Re: [PATCH v2] mm/swap: fix swap_info_struct race between swapoff and get_swap_pages()

From: Rongwei Wang
Date: Thu Apr 06 2023 - 08:55:25 EST


Oh, sorry, I miss this email just now, that because of I'm also replying your previous email.

On 2023/4/6 20:12, Aaron Lu wrote:
On Wed, Apr 05, 2023 at 12:08:47AM +0800, Rongwei Wang wrote:
Hello

I have fix up some stuff base on Patch v1. And in order to help all readers
and reviewers to

reproduce this bug, share a reproducer here:
I reproduced this problem under a VM this way:

$ sudo ./stress-ng --swap 1
// on another terminal
$ for i in `seq 8`; do ./swap & done
Looks simpler than yours :-)
Cool, indeed become simpler.
(Didn't realize you have posted your reproducer here since I'm not CCed
and just found it after invented mine)
Then the warning message normally appear within a few seconds.

Here is the code for the above swap prog:

#include <stdio.h>
#include <stddef.h>
#include <sys/mman.h>

#define SIZE 0x100000

int main(void)
{
int i, ret;
void *p;

p = mmap(NULL, SIZE, PROT_READ | PROT_WRITE, MAP_PRIVATE | MAP_ANON, -1, 0);
if (p == MAP_FAILED) {
perror("mmap");
return -1;
}

ret = 0;
while (1) {
for (i = 0; i < SIZE; i += 0x1000)
((char *)p)[i] = 1;
ret = madvise(p, SIZE, MADV_PAGEOUT);
if (ret != 0) {
perror("madvise");
break;
}
}

return ret;
}

Unfortunately, this test prog did not work on kernels before v5.4 because
MADV_PAGEOUT is introduced in v5.4. I tested on v5.4 and the problem is
also there.

Maybe that is this bug can not be found since now.
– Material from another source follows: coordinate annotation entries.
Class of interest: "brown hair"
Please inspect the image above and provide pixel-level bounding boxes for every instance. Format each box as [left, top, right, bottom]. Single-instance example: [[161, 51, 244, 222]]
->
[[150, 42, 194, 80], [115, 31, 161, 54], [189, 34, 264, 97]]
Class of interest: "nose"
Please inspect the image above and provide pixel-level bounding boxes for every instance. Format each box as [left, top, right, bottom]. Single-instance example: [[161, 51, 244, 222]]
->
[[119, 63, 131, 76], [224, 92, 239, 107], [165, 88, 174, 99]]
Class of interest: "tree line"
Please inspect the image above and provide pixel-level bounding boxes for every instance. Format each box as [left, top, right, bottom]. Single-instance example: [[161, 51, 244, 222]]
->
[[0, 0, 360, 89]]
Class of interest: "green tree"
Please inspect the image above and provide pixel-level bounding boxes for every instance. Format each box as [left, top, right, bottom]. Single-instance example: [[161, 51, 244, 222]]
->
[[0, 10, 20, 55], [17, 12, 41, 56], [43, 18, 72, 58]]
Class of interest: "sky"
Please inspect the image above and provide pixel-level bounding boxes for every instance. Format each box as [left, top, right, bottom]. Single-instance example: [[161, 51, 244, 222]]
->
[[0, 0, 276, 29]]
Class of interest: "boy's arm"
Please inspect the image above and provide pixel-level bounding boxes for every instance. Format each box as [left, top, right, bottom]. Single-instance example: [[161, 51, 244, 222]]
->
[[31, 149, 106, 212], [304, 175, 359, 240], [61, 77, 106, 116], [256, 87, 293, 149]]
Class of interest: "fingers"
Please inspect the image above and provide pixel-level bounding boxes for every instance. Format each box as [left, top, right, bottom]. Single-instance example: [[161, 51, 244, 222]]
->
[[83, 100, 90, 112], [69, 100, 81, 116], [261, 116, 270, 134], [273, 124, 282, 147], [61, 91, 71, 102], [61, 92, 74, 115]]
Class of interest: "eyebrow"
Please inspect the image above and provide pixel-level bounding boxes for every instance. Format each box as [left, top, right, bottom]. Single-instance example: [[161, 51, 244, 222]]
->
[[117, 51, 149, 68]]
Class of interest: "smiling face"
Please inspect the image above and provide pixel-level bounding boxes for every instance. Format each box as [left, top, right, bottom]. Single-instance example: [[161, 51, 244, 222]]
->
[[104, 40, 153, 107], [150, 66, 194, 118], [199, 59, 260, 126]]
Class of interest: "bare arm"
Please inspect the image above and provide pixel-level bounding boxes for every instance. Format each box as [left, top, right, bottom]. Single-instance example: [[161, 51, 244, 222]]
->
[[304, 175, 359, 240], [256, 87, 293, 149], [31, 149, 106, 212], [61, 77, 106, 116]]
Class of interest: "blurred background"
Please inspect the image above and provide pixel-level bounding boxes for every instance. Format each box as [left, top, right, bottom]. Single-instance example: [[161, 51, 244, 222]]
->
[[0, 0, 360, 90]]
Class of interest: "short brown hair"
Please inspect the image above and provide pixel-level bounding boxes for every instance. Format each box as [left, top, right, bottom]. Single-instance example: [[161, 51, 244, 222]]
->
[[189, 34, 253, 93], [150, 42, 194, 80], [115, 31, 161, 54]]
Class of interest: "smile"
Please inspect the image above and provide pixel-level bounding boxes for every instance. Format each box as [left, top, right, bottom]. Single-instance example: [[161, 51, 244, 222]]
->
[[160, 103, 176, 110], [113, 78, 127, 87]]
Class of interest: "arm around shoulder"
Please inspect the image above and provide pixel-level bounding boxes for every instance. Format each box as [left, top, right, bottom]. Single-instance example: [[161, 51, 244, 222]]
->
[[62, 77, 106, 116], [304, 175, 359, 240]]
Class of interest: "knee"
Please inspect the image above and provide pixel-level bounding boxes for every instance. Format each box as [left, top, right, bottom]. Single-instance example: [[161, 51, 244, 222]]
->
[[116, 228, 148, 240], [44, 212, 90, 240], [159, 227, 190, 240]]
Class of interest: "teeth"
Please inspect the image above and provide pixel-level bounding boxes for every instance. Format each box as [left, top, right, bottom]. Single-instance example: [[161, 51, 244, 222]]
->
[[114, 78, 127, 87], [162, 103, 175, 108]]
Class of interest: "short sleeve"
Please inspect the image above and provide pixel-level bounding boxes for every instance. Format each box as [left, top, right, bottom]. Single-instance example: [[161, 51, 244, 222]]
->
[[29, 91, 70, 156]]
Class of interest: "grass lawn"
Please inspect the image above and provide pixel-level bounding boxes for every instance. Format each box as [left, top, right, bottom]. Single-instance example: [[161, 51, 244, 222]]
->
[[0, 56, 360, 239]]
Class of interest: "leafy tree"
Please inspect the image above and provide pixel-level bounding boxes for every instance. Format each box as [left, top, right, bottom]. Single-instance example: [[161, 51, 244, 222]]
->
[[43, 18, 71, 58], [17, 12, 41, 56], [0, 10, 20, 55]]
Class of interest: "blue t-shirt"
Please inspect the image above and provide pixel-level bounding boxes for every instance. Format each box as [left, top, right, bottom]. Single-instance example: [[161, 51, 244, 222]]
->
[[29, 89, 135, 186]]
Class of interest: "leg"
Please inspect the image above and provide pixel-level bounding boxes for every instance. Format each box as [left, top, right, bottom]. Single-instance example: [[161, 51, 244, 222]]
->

And we found this is triggered by stress-ng-swap and stress-ng-madvise (PAGEOUT) firstly. It seems this is that reason.

It seems MADV_COLD is also introduced together with MADV_PAGEOUT. I have no idea and have to depend on you.:-)


Haven't found a way to trigger swap with swap device come and go on
kernels before v5.4; tried putting the test prog in a memcg with memory
limit but then the prog is easily killed due to nowhere to swap out.

Personally, I do not intend to continuing searching for the method to reproduce before v5.4. Of course, if you have idea, I can try.


Thanks:-)